Suzanne Lalique was born in 1892, the daughter of René Lalique and Alice Ledru. She was born out of wedlock, but grew up under the loving eye of her father and grandfather, the French sculptor Auguste Ledru. A discreet personality, she enjoyed friendships with illustrious writers such as Paul Morand and Jean Giraudoux, and her father regularly called on her artistic services.
From 1910, Suzanne Lalique began designing powder boxes, bonbonnières and other decorative objects. She also designed decorative screens and wallpaper motifs, and porcelain for the Manufacture de Sèvres.
We know that Suzanne Lalique worked on many of the projects attributed to René Lalique.
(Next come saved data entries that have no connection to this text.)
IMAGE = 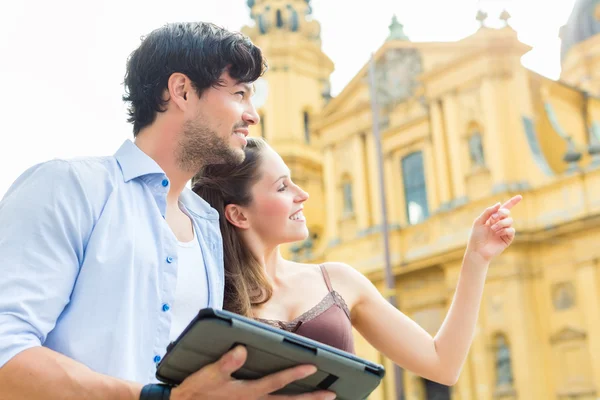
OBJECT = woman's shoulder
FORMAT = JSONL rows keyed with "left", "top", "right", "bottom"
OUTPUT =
{"left": 320, "top": 261, "right": 365, "bottom": 282}
{"left": 327, "top": 261, "right": 383, "bottom": 292}
{"left": 287, "top": 261, "right": 355, "bottom": 281}
{"left": 320, "top": 262, "right": 386, "bottom": 314}
{"left": 320, "top": 262, "right": 376, "bottom": 302}
{"left": 287, "top": 261, "right": 372, "bottom": 291}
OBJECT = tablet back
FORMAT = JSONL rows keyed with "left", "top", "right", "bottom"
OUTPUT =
{"left": 156, "top": 308, "right": 385, "bottom": 400}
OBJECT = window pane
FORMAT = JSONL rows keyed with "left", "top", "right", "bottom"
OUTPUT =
{"left": 303, "top": 111, "right": 310, "bottom": 144}
{"left": 402, "top": 152, "right": 429, "bottom": 224}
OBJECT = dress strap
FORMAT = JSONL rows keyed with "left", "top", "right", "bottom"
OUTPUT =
{"left": 319, "top": 264, "right": 334, "bottom": 293}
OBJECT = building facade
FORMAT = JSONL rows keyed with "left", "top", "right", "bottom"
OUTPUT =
{"left": 241, "top": 1, "right": 600, "bottom": 399}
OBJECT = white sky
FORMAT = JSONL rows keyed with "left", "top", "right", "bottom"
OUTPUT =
{"left": 0, "top": 0, "right": 577, "bottom": 196}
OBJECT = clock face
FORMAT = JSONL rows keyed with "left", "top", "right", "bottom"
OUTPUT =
{"left": 252, "top": 77, "right": 269, "bottom": 109}
{"left": 377, "top": 48, "right": 422, "bottom": 103}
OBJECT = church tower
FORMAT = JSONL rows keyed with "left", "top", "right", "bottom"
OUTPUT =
{"left": 242, "top": 0, "right": 335, "bottom": 257}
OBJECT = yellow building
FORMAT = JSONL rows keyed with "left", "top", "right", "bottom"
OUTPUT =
{"left": 242, "top": 1, "right": 600, "bottom": 399}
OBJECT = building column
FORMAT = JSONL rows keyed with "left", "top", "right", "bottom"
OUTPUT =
{"left": 468, "top": 323, "right": 493, "bottom": 400}
{"left": 503, "top": 278, "right": 547, "bottom": 400}
{"left": 402, "top": 372, "right": 421, "bottom": 400}
{"left": 480, "top": 78, "right": 508, "bottom": 191}
{"left": 423, "top": 139, "right": 438, "bottom": 214}
{"left": 366, "top": 133, "right": 382, "bottom": 227}
{"left": 352, "top": 133, "right": 370, "bottom": 231}
{"left": 441, "top": 94, "right": 467, "bottom": 203}
{"left": 385, "top": 153, "right": 403, "bottom": 226}
{"left": 430, "top": 100, "right": 452, "bottom": 209}
{"left": 453, "top": 354, "right": 475, "bottom": 400}
{"left": 575, "top": 260, "right": 600, "bottom": 390}
{"left": 324, "top": 145, "right": 339, "bottom": 244}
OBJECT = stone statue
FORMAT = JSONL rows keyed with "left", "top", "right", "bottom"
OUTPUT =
{"left": 387, "top": 15, "right": 409, "bottom": 41}
{"left": 553, "top": 282, "right": 575, "bottom": 310}
{"left": 468, "top": 133, "right": 485, "bottom": 167}
{"left": 343, "top": 182, "right": 354, "bottom": 213}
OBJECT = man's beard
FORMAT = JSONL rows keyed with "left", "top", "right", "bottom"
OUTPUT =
{"left": 177, "top": 119, "right": 245, "bottom": 174}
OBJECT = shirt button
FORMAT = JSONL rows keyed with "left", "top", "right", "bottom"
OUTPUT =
{"left": 161, "top": 179, "right": 169, "bottom": 187}
{"left": 166, "top": 256, "right": 174, "bottom": 263}
{"left": 154, "top": 355, "right": 161, "bottom": 363}
{"left": 162, "top": 303, "right": 170, "bottom": 312}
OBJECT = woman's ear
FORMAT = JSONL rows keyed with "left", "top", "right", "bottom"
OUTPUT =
{"left": 224, "top": 204, "right": 250, "bottom": 229}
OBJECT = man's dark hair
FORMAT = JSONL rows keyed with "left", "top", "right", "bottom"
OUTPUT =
{"left": 123, "top": 22, "right": 266, "bottom": 136}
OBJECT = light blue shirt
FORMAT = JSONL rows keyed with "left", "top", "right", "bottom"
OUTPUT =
{"left": 0, "top": 140, "right": 224, "bottom": 384}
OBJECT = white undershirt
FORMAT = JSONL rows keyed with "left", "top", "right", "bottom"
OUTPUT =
{"left": 169, "top": 225, "right": 209, "bottom": 342}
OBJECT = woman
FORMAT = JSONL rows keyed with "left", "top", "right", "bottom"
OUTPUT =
{"left": 193, "top": 137, "right": 522, "bottom": 386}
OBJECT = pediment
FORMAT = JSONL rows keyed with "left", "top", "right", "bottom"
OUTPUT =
{"left": 550, "top": 326, "right": 587, "bottom": 344}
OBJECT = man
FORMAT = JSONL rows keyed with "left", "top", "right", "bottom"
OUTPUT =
{"left": 0, "top": 22, "right": 335, "bottom": 400}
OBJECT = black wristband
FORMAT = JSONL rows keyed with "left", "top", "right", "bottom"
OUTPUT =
{"left": 140, "top": 383, "right": 172, "bottom": 400}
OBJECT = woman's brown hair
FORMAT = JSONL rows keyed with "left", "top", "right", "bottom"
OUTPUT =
{"left": 192, "top": 137, "right": 272, "bottom": 317}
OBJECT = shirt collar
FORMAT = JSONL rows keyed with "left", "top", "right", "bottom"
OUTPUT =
{"left": 180, "top": 188, "right": 219, "bottom": 220}
{"left": 114, "top": 140, "right": 164, "bottom": 182}
{"left": 114, "top": 140, "right": 219, "bottom": 220}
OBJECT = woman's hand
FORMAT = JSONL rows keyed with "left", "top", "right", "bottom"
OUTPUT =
{"left": 466, "top": 195, "right": 523, "bottom": 263}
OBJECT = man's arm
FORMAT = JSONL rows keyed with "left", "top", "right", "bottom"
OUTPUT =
{"left": 0, "top": 160, "right": 138, "bottom": 399}
{"left": 0, "top": 347, "right": 142, "bottom": 400}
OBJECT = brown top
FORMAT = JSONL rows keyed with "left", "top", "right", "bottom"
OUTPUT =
{"left": 256, "top": 265, "right": 355, "bottom": 354}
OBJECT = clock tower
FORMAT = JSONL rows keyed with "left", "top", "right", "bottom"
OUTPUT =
{"left": 242, "top": 0, "right": 334, "bottom": 257}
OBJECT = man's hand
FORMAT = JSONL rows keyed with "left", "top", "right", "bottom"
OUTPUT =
{"left": 170, "top": 346, "right": 336, "bottom": 400}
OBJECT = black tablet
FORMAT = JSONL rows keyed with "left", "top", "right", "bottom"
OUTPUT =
{"left": 156, "top": 308, "right": 385, "bottom": 400}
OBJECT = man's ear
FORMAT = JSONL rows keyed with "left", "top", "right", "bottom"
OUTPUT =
{"left": 224, "top": 204, "right": 250, "bottom": 229}
{"left": 166, "top": 72, "right": 190, "bottom": 111}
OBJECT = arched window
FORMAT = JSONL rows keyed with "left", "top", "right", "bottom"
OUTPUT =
{"left": 286, "top": 4, "right": 299, "bottom": 31}
{"left": 401, "top": 151, "right": 429, "bottom": 225}
{"left": 494, "top": 334, "right": 514, "bottom": 387}
{"left": 303, "top": 111, "right": 310, "bottom": 144}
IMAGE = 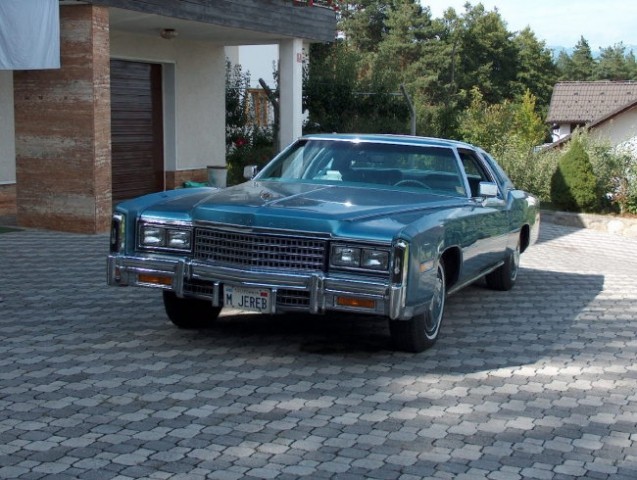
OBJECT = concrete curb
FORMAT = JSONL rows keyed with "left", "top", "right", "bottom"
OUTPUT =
{"left": 542, "top": 209, "right": 637, "bottom": 238}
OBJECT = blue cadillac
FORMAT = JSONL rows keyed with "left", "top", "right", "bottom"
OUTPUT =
{"left": 108, "top": 134, "right": 539, "bottom": 352}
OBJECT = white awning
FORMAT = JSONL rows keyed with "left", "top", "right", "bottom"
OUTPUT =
{"left": 0, "top": 0, "right": 60, "bottom": 70}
In the 1920s, she contributed to the design of many glass items such as vases and bowls. This was the era that saw Lalique become one of the major names in the Art Deco movement.
After her marriage to photographer Paul Burty-Haviland in 1917, William Haviland asked her to design pieces of Limoges porcelain, some of which were a great success when exhibited at the 1925 Exposition des Arts Décoratifs Industriels et Modernes in Paris. Suzanne continued to design Limoges porcelain until the 1930s.
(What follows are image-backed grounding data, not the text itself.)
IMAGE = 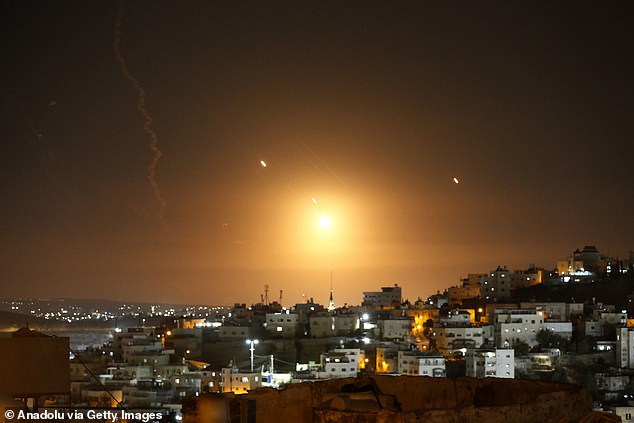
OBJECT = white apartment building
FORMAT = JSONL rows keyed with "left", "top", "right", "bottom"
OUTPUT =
{"left": 316, "top": 351, "right": 359, "bottom": 379}
{"left": 466, "top": 349, "right": 515, "bottom": 379}
{"left": 333, "top": 348, "right": 366, "bottom": 370}
{"left": 495, "top": 314, "right": 572, "bottom": 349}
{"left": 494, "top": 310, "right": 544, "bottom": 348}
{"left": 397, "top": 351, "right": 446, "bottom": 377}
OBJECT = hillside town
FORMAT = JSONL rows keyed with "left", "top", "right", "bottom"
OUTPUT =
{"left": 2, "top": 245, "right": 634, "bottom": 422}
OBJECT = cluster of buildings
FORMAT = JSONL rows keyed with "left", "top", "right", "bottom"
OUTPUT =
{"left": 4, "top": 245, "right": 634, "bottom": 421}
{"left": 0, "top": 298, "right": 223, "bottom": 324}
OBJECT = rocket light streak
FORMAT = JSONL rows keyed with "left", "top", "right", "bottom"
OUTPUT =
{"left": 114, "top": 1, "right": 167, "bottom": 229}
{"left": 453, "top": 177, "right": 459, "bottom": 184}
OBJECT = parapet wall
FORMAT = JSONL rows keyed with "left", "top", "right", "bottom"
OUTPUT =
{"left": 230, "top": 376, "right": 592, "bottom": 423}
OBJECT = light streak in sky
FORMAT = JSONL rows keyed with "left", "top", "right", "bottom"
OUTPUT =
{"left": 114, "top": 0, "right": 167, "bottom": 229}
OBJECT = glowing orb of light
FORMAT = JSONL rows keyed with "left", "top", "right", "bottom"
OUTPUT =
{"left": 260, "top": 160, "right": 267, "bottom": 167}
{"left": 453, "top": 177, "right": 459, "bottom": 184}
{"left": 318, "top": 215, "right": 333, "bottom": 230}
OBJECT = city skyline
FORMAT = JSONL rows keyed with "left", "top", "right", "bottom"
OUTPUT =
{"left": 2, "top": 2, "right": 633, "bottom": 305}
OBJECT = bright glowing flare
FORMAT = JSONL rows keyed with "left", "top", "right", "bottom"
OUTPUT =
{"left": 260, "top": 160, "right": 267, "bottom": 167}
{"left": 453, "top": 177, "right": 459, "bottom": 184}
{"left": 318, "top": 215, "right": 333, "bottom": 229}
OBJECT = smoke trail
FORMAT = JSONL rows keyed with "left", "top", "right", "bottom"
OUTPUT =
{"left": 113, "top": 0, "right": 167, "bottom": 229}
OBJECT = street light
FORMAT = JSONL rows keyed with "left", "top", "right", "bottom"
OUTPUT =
{"left": 246, "top": 339, "right": 259, "bottom": 372}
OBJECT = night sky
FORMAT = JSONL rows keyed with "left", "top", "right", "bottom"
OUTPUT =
{"left": 2, "top": 1, "right": 633, "bottom": 306}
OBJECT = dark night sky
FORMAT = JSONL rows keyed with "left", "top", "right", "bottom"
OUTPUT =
{"left": 2, "top": 1, "right": 633, "bottom": 306}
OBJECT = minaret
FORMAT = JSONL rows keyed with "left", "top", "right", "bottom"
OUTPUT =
{"left": 328, "top": 270, "right": 335, "bottom": 311}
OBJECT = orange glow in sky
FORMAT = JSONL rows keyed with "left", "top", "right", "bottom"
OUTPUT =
{"left": 318, "top": 215, "right": 332, "bottom": 230}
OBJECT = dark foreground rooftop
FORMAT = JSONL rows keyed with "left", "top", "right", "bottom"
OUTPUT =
{"left": 184, "top": 375, "right": 614, "bottom": 423}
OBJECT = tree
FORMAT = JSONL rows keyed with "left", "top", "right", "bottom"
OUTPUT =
{"left": 512, "top": 339, "right": 530, "bottom": 356}
{"left": 536, "top": 329, "right": 566, "bottom": 350}
{"left": 422, "top": 319, "right": 434, "bottom": 340}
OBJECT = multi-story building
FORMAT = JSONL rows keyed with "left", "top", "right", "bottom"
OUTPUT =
{"left": 462, "top": 273, "right": 487, "bottom": 291}
{"left": 332, "top": 348, "right": 366, "bottom": 370}
{"left": 221, "top": 368, "right": 262, "bottom": 394}
{"left": 439, "top": 310, "right": 473, "bottom": 326}
{"left": 169, "top": 372, "right": 202, "bottom": 400}
{"left": 446, "top": 285, "right": 481, "bottom": 304}
{"left": 494, "top": 310, "right": 544, "bottom": 348}
{"left": 397, "top": 351, "right": 446, "bottom": 377}
{"left": 200, "top": 368, "right": 222, "bottom": 393}
{"left": 265, "top": 312, "right": 300, "bottom": 338}
{"left": 164, "top": 328, "right": 202, "bottom": 359}
{"left": 79, "top": 386, "right": 122, "bottom": 407}
{"left": 432, "top": 326, "right": 485, "bottom": 353}
{"left": 316, "top": 351, "right": 359, "bottom": 379}
{"left": 584, "top": 321, "right": 603, "bottom": 337}
{"left": 595, "top": 373, "right": 630, "bottom": 393}
{"left": 362, "top": 285, "right": 402, "bottom": 308}
{"left": 480, "top": 267, "right": 511, "bottom": 301}
{"left": 520, "top": 302, "right": 584, "bottom": 321}
{"left": 375, "top": 346, "right": 398, "bottom": 373}
{"left": 122, "top": 379, "right": 175, "bottom": 407}
{"left": 617, "top": 327, "right": 634, "bottom": 369}
{"left": 557, "top": 245, "right": 608, "bottom": 279}
{"left": 120, "top": 334, "right": 171, "bottom": 370}
{"left": 112, "top": 327, "right": 157, "bottom": 359}
{"left": 309, "top": 313, "right": 359, "bottom": 338}
{"left": 465, "top": 349, "right": 515, "bottom": 379}
{"left": 543, "top": 322, "right": 573, "bottom": 339}
{"left": 509, "top": 266, "right": 545, "bottom": 291}
{"left": 593, "top": 310, "right": 627, "bottom": 326}
{"left": 378, "top": 318, "right": 412, "bottom": 341}
{"left": 217, "top": 325, "right": 251, "bottom": 340}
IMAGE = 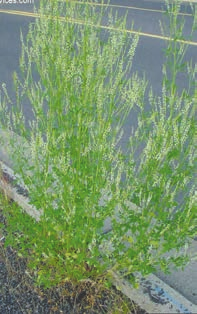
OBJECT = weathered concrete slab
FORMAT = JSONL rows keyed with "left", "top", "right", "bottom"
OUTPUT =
{"left": 156, "top": 240, "right": 197, "bottom": 305}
Paintings and decorative objects
Between 1914 and 1927, Suzanne Lalique-Haviland designed and painted a series of decorative screens with strikingly precise scenes of daily life, and still life subjects. She also produced over 130 paintings, for her own personal use.
The Comédie Française
In 1937, Suzanne Lalique-Haviland was commissioned to design the scenery for Luigi Pirandello’s Chacun Sa Vérité (Right You Are!) at the Comédie Française. It marked the beginning of a long and successful career as a stage and costume designer during which she worked on over 50 performances between the 1930s and 1970s.
Suzanne Lalique-Haviland died in Avignon in 1989.